I also decided to make Release your Light my very first 2 sided quilt. This is a photo of the back side of the quilt:

Deciding to quilt so densly and with so little trapunto was a very expensive and time consuming mistake.

The more space you fill with trapunto, the less space you have to fill. I was using Isacord polyester thread which is wonderfully thin and not excessively expensive, but still I went through more than 8,000 yards of thread in 2 months.

Another snag I hit with this quilt was the limitation in my quilting filler designs. I loved McTavishing and Microstippling in The Duchess and Baskets in Bloom, but this is only 2 designs and for Release Your Light, I really needed more.

I began to form a theory about filler and how much of an effect these dense stitches can have for our quilts. I knew that the quilting design was going to largely depend on which fillers I chose to place on the quilt and where.

This is the basis for the new project:
365 Days of Continuous Line Quilting Filler Designs

The quilting of this quilt took a LONG time. I was hoping to have it done by July 1st, 2009 in time to enter it into the Asheville, NC quilt show. Eventually I had to come to the realization that it simply would not be done in time and this lack of pressure allowed me to finish the quilting earlier than I thought possible!


Half the center painted

First layer of colored pencil

Orange painstick right along the edge

Area filled in with 2 lighter orange colors

But remember my idea to paint the quilt after quilting it?

Usually when I bind a quilt, that's the very last step. Not so in this quilt. I was only just getting started!

I began painting the center with yellow colored pencils, but the effect really wasn't what I wanted. The quilt was turning into a big yellow banana!

So I used Shiva Paintstiks over the colored pencils to create the color variation blending smoothly from yellow to orange to red.

To protect the other areas of the quilt, I used masking tape along the lines where one design met another.

The center was finished very quickly, but the borders took forever! I had begun to realize just how big this quilt was while quilting the many rays.

Now having to paint each of them, I was doubly reminded.

With the borders, I began with the darkest color, black and sealed it before moving on to the red, yellow, and orange rays.

Each of the areas needed to be sealed before painting an adjacent ray, so it wasn't just like painting the quilt once, it was like painting it twice!

I find it almost funny now (about a month after the fact) that I seriously thought that painting this quilt would be easier than appliqué. It just goes to show that even if something sounds easier on paper, it probably isn't.

The paint and sealer also made this quilt not feel anything like a quilt. The surface feels stiff and slightly tacky. I'm certain that no paint can rub off, but the quilt will always have a paint like texture instead of feeling like fabric.
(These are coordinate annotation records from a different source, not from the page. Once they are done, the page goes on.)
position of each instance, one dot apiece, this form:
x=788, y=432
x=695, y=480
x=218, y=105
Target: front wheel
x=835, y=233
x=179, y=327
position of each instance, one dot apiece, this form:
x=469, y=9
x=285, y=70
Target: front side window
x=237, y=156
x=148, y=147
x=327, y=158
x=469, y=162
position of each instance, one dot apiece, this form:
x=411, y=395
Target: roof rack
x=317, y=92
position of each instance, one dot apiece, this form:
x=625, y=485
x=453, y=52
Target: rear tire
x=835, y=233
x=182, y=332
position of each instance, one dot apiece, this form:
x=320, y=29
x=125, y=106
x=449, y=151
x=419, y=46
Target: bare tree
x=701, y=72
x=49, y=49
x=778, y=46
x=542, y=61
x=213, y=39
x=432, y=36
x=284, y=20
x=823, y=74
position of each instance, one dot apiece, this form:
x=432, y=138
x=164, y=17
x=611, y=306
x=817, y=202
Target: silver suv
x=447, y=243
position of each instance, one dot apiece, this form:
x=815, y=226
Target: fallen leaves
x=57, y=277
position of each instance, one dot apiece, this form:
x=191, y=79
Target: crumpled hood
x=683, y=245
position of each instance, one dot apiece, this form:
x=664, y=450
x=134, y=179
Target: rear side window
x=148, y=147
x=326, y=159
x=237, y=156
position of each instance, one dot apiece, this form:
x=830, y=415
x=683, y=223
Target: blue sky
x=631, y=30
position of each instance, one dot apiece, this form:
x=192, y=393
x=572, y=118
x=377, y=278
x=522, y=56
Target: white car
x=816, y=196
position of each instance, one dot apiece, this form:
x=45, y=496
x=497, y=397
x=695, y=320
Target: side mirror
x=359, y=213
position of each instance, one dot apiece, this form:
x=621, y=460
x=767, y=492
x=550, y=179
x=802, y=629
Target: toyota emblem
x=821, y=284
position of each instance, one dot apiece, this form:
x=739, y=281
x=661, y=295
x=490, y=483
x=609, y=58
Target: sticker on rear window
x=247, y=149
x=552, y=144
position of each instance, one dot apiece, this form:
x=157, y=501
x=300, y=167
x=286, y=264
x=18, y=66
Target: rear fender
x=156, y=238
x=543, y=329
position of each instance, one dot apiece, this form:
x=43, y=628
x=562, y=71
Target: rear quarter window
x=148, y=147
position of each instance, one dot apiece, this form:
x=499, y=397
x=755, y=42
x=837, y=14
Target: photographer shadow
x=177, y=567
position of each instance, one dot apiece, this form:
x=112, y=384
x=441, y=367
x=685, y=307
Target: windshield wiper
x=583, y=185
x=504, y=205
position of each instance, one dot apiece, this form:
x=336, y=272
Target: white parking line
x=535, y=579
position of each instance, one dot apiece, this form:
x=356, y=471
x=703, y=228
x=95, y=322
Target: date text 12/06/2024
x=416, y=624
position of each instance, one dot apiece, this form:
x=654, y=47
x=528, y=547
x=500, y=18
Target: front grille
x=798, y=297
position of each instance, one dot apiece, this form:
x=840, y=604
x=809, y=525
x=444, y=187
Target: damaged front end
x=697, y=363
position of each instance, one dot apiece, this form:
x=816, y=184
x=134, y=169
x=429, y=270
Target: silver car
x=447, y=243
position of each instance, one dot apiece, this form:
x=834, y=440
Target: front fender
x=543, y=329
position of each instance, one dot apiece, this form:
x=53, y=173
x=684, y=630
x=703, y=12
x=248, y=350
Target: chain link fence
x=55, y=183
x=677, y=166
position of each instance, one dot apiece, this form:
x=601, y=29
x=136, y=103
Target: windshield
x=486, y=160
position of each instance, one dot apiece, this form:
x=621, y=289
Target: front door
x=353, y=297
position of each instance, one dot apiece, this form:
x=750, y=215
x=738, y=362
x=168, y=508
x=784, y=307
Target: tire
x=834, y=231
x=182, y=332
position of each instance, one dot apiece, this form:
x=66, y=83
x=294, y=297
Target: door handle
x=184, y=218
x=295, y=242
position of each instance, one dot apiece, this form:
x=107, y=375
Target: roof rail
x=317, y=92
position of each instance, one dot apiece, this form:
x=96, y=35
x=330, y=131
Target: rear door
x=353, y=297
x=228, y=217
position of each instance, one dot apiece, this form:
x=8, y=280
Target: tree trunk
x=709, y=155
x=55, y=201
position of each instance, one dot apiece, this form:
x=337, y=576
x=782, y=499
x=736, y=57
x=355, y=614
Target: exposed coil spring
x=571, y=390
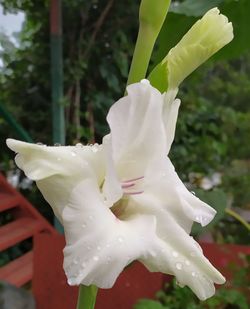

The quilting was finished in time for the quilt to be entered into the show, but the painting was not so Release Your Light was not entered.

I really have no idea how much time this quilt took to finish, but I estimate that it was somewhere between 800 - 1000 hours.

The Duchess taught me a lot about design, especially in the time consuming areas of the borders. After Release Your Light I realized that I hadn't really learned my lesson!

This quilt has taught me to take a lot more time on a design. In fact, the design process should take almost as much time as the quilting process. I rush these areas because I get so excited, I want to see the finished quilt so badly!

But it pays to chill out, take your time, and really plan every aspect of a quilt before taking off with it.

Honestly, if I could do it all over again, I probably wouldn't change anything. Release Your Light now hangs on my dining room wall and is the first and last thing I see every single day.

I feel the most attached to this quilt largely because it finished exactly the way I envisioned it in my mind.

Yes, it was challenging!

Yes, I cried a lot during the making of this quilt!

But every stitch and every hour was worth it to see the finished quilt.